In a letter to the CoC, the India Opportunities Fund, Singapore, which has put in the bid noted that this campaign is introducing bias into the decision-making process.
Oaktree said the CoC is not considering Rs 2,700 crore provided under its resolution plan. It added that Oaktree is offering a much higher fair market value by more than Rs 4,503 crore compared to the second highest bidder.
Noting that its bid offered a clean structure for the shareholders without any conditions, it said that the bid by the second highest bidder is conditional. Oaktree has demanded the CoC reject the proposal by the other bidder "dressed as implementation steps".
Oaktree has committed to infuse equity and debt and turn around the operations of DHFL entity on a standalone, going concern basis. In contrast, the other bidder seeks to merge the entity into its housing finance business. "The contagion risk of the indebtedness to the financial instruments held by the financial creditors is significant," it said.

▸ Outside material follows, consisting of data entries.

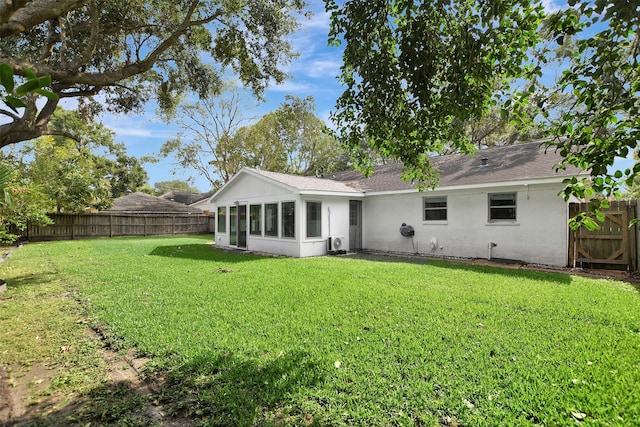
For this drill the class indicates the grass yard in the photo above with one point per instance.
(240, 339)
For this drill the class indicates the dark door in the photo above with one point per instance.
(355, 225)
(233, 225)
(242, 226)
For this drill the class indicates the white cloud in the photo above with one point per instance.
(319, 21)
(322, 68)
(551, 6)
(290, 87)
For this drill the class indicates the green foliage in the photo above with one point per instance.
(14, 97)
(133, 51)
(603, 77)
(359, 341)
(290, 140)
(416, 72)
(293, 140)
(71, 175)
(207, 141)
(163, 187)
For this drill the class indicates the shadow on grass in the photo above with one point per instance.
(205, 252)
(216, 390)
(547, 276)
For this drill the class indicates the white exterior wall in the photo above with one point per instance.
(249, 190)
(335, 222)
(539, 234)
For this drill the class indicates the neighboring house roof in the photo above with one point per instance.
(186, 198)
(145, 203)
(518, 162)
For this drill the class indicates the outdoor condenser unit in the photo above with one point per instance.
(335, 243)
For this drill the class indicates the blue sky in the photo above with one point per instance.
(313, 73)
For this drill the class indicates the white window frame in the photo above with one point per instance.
(492, 208)
(319, 219)
(426, 209)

It said that the other bid is "a bad deal for creditors as cash flows generated by DHFL entity will be used to service external and unrelated debt of the wholesale business after the merger".
"The financial creditors emerging from one resolution process then be exposed to another indebted company and ultimately the risk of a second resolution process will be a failure of IBC and CIRP," Oaktree said.
Oaktree said its intention was never to address the second highest bidder's plan. However, it said the CoC did not provide clarifications to it on subordinated debt, and its proposal to offer another Rs 1,700 crore in additional interest income was ignored while the other bidder was given the opportunity. Its Rs 1,000 crore value prescribed to Pramerica is not being considered, Oaktree said.
Oaktree said the burden of responsibility is placed on CoC as a guardian of public money and its duty to vote for the highest bidder is unambiguous.